A paragem na carreira permitiu que se deslocasse a Itália para conhecer melhor o clube. Foi então que se deu o primeiro choque com a realidade. Glenn Roeder, antigo companheiro de Gazza no Newcastle, acompanhou-o na altura e não tinha dúvidas: «Nos anos 90, o campeonato italiano era a grande liga para testar o talento e o Paul tinha tudo para ter sucesso. Tinha técnica e visão de jogo. Construía e marcava golos. De certa forma, era feito para o futebol italiano. O grande problema eram as lesões».
Gascoigne e Roeder assistiram ao encontro particular contra o Real Madrid e acompanharam a deslocação da Lazio ao terreno do Andria. Os rituais da equipa surpreenderam-no, com vinho antes do jogo e café no regresso ao hotel, após o encontro. «Gazza não conseguiu perceber aquilo, para ele era depois do jogo que se devia beber vinho, para celebrar.»
A estreia chegou finalmente em 1992. O Channel 4 comprou os direitos de transmissão da Serie A e mais de três milhões assistiram ao jogo com a Sampdoria. Com um detalhe: Gascoigne estava lesionado.

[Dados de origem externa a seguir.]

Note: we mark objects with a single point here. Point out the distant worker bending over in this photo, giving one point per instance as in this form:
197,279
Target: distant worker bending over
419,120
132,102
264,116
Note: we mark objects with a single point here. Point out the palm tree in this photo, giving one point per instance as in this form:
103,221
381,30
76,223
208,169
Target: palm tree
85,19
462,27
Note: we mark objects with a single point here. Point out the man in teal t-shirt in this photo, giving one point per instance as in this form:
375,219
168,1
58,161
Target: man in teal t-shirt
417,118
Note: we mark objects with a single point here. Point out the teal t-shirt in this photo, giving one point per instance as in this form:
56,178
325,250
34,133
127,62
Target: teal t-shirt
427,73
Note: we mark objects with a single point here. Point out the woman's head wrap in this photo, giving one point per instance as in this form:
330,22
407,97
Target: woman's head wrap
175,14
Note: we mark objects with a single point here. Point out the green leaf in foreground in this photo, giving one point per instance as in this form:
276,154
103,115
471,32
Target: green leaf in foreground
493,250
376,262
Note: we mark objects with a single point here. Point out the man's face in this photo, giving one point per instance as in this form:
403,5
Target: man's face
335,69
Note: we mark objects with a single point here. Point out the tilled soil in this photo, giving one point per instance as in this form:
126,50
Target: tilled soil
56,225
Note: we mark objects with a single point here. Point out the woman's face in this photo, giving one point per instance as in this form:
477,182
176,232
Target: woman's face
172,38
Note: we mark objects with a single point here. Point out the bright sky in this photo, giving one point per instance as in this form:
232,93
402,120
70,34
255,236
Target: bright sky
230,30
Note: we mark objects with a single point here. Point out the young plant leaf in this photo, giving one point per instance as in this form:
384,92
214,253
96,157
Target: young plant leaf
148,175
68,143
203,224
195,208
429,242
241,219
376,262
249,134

Só depois, a 27 de setembro, fez o primeiro jogo pela Lazio, contra o Genoa.
A personalidade e o talento de Gascoigne fizeram dele um sucesso imediato – dentro de campo estreou-se a marcar no dérbi com a Roma (faz o golo do empate aos 89 minutos); fora dele, ia somando episódios desde comer as barras de Mars que os adeptos atiravam para o relvado até deixar uma cobra morta no saco de Roberto DiMatteo. «Nunca vi alguém saltar tanto», brincou Gazza.
Num outro episódio, a claque da Atalanta brindou-o com um enorme cartaz que tinha uma garrafa de cerveja gigante e uma inscrição que dizia: «Esta é para ti, Gazza». Toda a dimensão de Gascoigne no futebol italiano era fora do normal e as partidas tornaram-se frequentes. Afinal, este foi também o homem que chegou a esvaziar os pneus do Porsche de Aron Winter e que tinha o hábito pouco saudável de aparecer nu nos jantares da equipa.
O momento mais polémico terá sido, ainda assim, quando Paul Gascoigne respondeu à insistência de um jornalista com um simples e sonoro arroto. Os jogadores da Lazio estavam proibidos de falar à imprensa e o inglês decidiu ser original. O médio foi multado e o caso foi bastante escrutinado em Itália mas para a claque, a ação foi memorável. «Damos nota dez ao arroto. A culpa é do jornalista: se sabe que os jogadores estão em blackout, para quê insistir?», comentou um adepto.
A novela continuou até abandonar o futebol italiano em direção ao Rangers em 1995. Entre críticas à sua forma física - ganhava peso com muita facilidade -, os problemas físicos mais sérios (partiu a perna ao tentar roubar a bola a Alessandro Nesta durante um treino) e as polémicas fora de campo, Gascoigne tornou-se mais um obstáculo à tranquilidade da Lazio do que uma mais-valia no relvado.
E se o seu último treinador, Zdenek Zeman, não foi à bola com a personalidade do inglês, o primeiro, Dino Zoff, deixou-se conquistar. «Adorava aquele rapaz. Era um génio mas arrancava os cabelos à conta dele. O único problema é que foram poucas as vezes que pudemos comprovar o seu talento, destruiu tudo com a bebida e a comida. Ele comia gelado ao pequeno-almoço e bebia cerveja ao almoço. Quando estava lesionado, inchava como uma baleia. Mas como jogador? Fabuloso! Fabuloso!».